Of the eight “new shooters,” impressive Keeneland allowance winner Stradivari is the biggest wildcard. The Todd Pletcher-trainee will be making his fourth career start and first try against stakes company after winning his last two outings by a combined 25 3/4 lengths.
“Someone said something about picking this as a good spot,” Pletcher said. “I said, ‘This isn’t a good spot.’ It’s not like I found this little, cozy allowance race. It’s a classic race, running against an undefeated 2-year-old champion. It’s ambitious, but we think he deserves a chance. It might be that with only three lifetime starts he’s not quite ready for this big a jump, but we think it’s worth a try, as long as he shows up and runs well, comes out of it well and continues to move forward.”
Stradivari — along with Nyquist, Uncle Lino, Abiding Star and Collected — could dictate the early pace. If a tussle develops up front, Dale Romans-trainee Cherry Wine — who broke his maiden by 9 1/4 lengths over a sloppy Churchill Downs track last November — could come flying late to disrupt the established form.

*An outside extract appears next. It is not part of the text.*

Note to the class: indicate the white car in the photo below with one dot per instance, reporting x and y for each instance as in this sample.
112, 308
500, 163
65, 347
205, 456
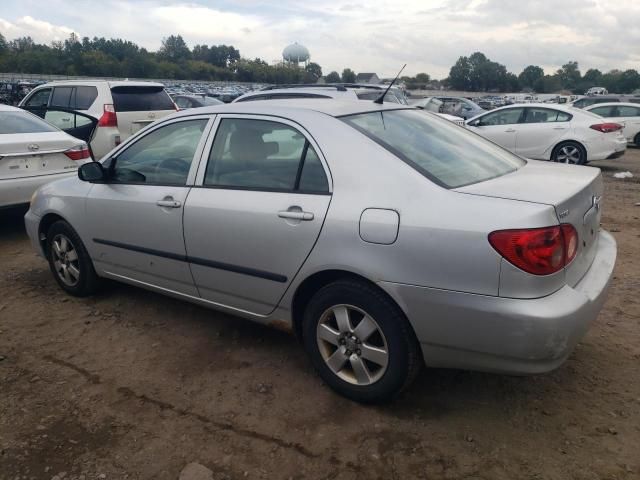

Having won his eight career starts in pretty much every fashion that could be asked of him, Nyquist has given his connections the luxury of being worried about their horse, and little else.
“With a horse like Nyquist, I’m not overly concerned about the weather,” O’Neill said. “I would love to see it be nice just to have a lot of people out and for the track. But as far as rain or shine, we’re not going to change anything. We’ll pull his feed tub about eight hours before the race and ... once we pull the feed tub he knows and the game face begins. It’s real exciting to watch that all unfold.”
What: Second leg of horse racing’s Triple Crown
When: 6:45 p.m.
Where: Pimlico Race Course in Baltimore, Md.